Cleavage of Tau by Asparagine Endopeptidase Mediates the Neurofibrillary Pathology in Alzheimer's Disease

Zhentao Zhang et al. Nat Med. .
Free PMC article

Abstract

Neurofibrillary tangles (NFTs), composed of truncated and hyperphosphorylated tau, are a common feature of numerous aging-related neurodegenerative diseases, including Alzheimer's disease (AD). However, the molecular mechanisms mediating tau truncation and aggregation during aging remain elusive.
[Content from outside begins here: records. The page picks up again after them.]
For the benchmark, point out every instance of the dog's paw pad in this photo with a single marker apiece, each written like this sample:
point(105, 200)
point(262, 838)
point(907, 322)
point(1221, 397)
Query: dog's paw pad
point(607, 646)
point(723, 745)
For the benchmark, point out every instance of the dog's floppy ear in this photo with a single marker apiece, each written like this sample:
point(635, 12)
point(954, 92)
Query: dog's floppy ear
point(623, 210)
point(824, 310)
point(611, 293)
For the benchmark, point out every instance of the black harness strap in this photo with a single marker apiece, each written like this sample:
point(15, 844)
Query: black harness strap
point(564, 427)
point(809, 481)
Here we show that asparagine endopeptidase (AEP), a lysosomal cysteine proteinase, is activated during aging and proteolytically degrades tau, abolishes its microtubule assembly function, induces tau aggregation and triggers neurodegeneration. AEP is upregulated and active during aging and is activated in human AD brain and tau P301S-transgenic mice with synaptic pathology and behavioral impairments, leading to tau truncation in NFTs. Tau P301S-transgenic mice with deletion of the gene encoding AEP show substantially reduced tau hyperphosphorylation, less synapse loss and rescue of impaired hippocampal synaptic function and cognitive deficits. Mice infected with adeno-associated virus encoding an uncleavable tau mutant showed attenuated pathological and behavioral defects compared to mice injected with adeno-associated virus encoding tau P301S. Together, these observations indicate that AEP acts as a crucial mediator of tau-related clinical and neuropathological changes. Inhibition of AEP may be therapeutically useful for treating tau-mediated neurodegenerative diseases.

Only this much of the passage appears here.